Originally Posted by Captain_Bigelow
I just racked mine to secondary. The chocolate totally fell to the bottom of the primary to leave almost a gallon of sludge. Did anyone else find this? I added the chocolate powder to the last 5 minutes of the boil like the recipe states.
I want to age this a while, so I plan on not adding the mint until 2 weeks before I want to keg it.
I sort of thought something like this would happen with cocoa powder. There's all that surface area, as opposed to maybe nibs or something else. Cocoa powder is a good idea though. There is a slight concern with the powder in that all of the fat content will go into the wort. In your case it's a godsend that it was too heavy and fell to the bottom. Think about the amount of fat in terms of ppm:
1 oz of cocoa powder=4 g
4 g = 4,000 mg
4,000 mg of fat X 8 oz=32,000 mg of fat
5.5 G = 20.82 L
32,000 mg of fat / 20.82 L = 1,537 ppm fat.
Considering how we pay close attention to calcium (50-150ppm), chloride (0-250ppm), sodium (<150ppm), and sulfate (50-350 depending) in our mash and such among other levels, there has to be some deleterious effects to the addition of this amount of 1,537 ppm of fat. Half of it is saturated, and I'm no chemist but maybe that means that they will in fact sink, and not actually be soluble in your wort, leaving behind the phenols and stuff you want from the cocoa. No one has mentioned it, and I'm wondering if there was any lack of head retention or any off-flavors associated with the addition of the fats. If not, that's awesome! Anyone?
Maybe a better option would be "dry-hopping" with nibs that were maybe roasted in the oven to sanitize, the way oak chips are done? I'm just throwing it out there, but I'm thinking that nibs would provide some flavor, maybe not as intense as the powder because of the sheer surface area factor, but also have less of a tendency to add the negative effects of the fat left in the cocoa. Nibs, on the other hand, have a higher fat content I'm guessing, because they haven't been pressed and had most of the fat removed like the powder does.

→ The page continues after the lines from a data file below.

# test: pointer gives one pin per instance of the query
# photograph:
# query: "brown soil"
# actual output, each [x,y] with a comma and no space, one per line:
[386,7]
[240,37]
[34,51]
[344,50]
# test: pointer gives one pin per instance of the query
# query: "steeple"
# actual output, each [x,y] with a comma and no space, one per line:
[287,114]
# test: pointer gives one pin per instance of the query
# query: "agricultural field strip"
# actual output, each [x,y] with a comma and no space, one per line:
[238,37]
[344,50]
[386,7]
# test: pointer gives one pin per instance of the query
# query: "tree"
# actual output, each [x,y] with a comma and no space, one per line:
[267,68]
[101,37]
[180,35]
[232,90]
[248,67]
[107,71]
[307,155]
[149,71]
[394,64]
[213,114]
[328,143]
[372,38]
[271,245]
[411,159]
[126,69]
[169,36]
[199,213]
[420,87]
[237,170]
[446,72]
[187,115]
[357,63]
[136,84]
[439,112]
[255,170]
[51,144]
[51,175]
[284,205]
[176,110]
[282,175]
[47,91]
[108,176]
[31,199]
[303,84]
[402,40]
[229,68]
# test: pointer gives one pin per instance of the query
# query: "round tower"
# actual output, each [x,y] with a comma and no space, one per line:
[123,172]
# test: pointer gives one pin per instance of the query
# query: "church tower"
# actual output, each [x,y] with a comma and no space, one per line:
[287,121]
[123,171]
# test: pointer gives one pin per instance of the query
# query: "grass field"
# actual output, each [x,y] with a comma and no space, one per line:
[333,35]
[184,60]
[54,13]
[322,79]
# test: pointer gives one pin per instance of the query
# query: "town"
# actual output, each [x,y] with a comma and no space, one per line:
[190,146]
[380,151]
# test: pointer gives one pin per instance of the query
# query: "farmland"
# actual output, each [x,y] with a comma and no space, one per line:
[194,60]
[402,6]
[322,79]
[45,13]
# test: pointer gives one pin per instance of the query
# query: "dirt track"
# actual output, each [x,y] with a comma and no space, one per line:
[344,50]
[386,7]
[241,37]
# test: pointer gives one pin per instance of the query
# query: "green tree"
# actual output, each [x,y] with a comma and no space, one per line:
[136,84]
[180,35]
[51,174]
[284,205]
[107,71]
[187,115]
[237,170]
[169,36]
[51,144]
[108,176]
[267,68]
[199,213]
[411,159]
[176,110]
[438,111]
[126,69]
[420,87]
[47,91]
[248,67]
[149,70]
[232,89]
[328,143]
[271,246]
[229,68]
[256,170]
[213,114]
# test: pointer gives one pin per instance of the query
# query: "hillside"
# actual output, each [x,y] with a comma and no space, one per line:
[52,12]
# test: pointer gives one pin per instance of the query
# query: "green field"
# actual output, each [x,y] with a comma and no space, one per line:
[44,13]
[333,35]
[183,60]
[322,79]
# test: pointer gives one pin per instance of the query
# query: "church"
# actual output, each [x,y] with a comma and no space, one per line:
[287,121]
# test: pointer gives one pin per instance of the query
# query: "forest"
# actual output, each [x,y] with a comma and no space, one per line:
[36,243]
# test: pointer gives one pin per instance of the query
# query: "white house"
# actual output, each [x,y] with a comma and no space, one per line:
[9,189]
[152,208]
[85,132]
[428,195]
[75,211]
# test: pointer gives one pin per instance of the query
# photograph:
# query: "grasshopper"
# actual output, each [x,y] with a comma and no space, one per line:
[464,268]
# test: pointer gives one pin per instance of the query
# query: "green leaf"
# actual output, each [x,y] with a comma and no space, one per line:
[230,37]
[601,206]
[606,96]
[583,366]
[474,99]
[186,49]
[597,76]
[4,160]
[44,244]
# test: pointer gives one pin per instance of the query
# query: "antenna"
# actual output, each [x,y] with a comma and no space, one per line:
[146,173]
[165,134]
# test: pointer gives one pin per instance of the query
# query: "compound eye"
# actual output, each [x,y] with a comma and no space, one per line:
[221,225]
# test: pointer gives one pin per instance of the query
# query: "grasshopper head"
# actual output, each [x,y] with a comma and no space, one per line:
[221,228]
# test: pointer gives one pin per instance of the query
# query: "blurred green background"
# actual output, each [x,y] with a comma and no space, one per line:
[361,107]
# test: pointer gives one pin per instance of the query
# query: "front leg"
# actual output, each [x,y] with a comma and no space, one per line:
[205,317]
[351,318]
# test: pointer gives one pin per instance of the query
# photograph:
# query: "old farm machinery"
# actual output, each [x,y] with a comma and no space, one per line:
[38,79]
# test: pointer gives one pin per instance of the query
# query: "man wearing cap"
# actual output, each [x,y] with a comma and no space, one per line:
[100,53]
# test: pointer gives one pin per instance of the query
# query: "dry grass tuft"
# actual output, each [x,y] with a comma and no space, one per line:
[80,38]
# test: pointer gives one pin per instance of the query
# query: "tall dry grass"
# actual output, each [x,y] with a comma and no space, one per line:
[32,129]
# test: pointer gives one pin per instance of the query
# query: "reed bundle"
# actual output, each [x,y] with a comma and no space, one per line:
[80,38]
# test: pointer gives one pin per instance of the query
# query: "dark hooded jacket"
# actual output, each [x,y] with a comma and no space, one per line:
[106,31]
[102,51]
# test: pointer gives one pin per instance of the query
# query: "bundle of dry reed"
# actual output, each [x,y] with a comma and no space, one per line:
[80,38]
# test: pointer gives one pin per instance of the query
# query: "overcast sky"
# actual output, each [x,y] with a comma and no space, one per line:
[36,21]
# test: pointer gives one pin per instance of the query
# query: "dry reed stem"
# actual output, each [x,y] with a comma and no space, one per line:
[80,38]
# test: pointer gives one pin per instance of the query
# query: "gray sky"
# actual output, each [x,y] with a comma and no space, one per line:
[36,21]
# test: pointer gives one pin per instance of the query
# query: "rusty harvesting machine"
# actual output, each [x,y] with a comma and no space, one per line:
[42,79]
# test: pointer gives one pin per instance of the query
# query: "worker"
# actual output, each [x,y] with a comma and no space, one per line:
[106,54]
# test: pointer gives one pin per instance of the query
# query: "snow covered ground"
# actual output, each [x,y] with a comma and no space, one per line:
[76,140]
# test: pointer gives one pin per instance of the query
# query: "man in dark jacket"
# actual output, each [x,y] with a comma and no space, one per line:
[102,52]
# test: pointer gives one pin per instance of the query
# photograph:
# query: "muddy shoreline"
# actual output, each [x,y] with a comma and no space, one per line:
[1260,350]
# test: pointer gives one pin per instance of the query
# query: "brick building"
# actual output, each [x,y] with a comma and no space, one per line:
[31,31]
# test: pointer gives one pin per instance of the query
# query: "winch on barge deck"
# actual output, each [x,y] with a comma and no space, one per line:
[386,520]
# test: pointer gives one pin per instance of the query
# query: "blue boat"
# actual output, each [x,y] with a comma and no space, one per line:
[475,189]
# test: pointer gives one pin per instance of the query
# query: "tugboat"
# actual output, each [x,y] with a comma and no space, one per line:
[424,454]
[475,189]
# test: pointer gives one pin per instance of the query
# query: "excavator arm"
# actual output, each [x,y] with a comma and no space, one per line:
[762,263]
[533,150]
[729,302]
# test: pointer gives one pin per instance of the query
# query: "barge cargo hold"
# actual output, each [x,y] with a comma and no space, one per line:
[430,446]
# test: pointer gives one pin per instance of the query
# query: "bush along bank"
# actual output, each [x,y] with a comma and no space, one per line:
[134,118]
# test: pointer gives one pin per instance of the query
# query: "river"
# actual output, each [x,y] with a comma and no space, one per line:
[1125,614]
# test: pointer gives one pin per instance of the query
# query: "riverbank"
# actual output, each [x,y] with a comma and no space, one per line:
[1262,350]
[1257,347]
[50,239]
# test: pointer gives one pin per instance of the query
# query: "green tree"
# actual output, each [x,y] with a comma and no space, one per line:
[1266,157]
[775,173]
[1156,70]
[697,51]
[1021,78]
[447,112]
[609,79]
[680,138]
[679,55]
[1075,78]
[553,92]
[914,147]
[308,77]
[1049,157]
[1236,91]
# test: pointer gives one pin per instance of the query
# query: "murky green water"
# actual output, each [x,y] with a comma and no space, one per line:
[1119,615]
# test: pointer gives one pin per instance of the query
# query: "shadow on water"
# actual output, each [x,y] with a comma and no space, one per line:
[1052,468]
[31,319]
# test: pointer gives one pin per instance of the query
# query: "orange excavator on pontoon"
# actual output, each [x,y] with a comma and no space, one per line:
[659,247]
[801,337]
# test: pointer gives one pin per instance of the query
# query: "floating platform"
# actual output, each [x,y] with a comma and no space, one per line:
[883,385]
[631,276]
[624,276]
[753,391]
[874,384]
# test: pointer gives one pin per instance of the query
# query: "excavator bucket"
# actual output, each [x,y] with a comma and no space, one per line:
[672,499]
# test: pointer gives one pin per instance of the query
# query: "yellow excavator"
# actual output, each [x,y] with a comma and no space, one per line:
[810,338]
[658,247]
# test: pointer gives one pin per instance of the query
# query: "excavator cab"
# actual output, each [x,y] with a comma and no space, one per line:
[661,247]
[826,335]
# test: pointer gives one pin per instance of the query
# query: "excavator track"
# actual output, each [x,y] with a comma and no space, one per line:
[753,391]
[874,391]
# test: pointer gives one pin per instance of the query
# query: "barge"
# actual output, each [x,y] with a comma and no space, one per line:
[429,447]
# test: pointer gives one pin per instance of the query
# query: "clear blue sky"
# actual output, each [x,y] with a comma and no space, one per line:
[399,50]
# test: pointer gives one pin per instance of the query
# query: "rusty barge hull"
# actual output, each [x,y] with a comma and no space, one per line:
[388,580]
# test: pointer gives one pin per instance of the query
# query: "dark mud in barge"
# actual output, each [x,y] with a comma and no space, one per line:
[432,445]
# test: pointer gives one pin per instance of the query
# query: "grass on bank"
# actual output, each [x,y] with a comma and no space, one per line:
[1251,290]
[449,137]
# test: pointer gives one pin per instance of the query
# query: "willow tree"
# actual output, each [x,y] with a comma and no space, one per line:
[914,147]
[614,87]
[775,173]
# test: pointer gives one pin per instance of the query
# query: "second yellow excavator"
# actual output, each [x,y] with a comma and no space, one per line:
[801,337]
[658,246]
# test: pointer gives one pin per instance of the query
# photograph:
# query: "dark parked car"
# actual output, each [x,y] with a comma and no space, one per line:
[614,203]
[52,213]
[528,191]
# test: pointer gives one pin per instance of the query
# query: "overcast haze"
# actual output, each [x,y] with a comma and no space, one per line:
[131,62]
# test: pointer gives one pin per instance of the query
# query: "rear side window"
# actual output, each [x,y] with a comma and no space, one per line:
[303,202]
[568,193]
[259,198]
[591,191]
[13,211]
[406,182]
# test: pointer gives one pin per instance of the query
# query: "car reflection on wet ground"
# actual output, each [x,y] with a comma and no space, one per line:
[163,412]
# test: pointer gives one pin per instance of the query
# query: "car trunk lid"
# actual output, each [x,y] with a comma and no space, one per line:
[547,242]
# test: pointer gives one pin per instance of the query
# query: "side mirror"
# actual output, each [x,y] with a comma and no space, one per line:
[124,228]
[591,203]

This is all fun stuff to think about. In practical experience, I've "dry-hopped" with nibs in the secondary and it leaves a nutty chocolate flavor, not as intense as I would have liked, but it tastes like a very authentic, slightly roasted nutty chocolate.
There's good information on the Hershey website on the process of making powder out of a bean.
There are a bunch of interesting tidbits here.
You'll notice that it's a one
ingredient food, and you know exactly what's up with it. Very refreshing, considering if we wanted chocolate flavor I'm sure there's a bottle with an eyedropper that we could buy. Hats-off and applause for authentic ingredients, and it appears cocoa powder actually is in that category.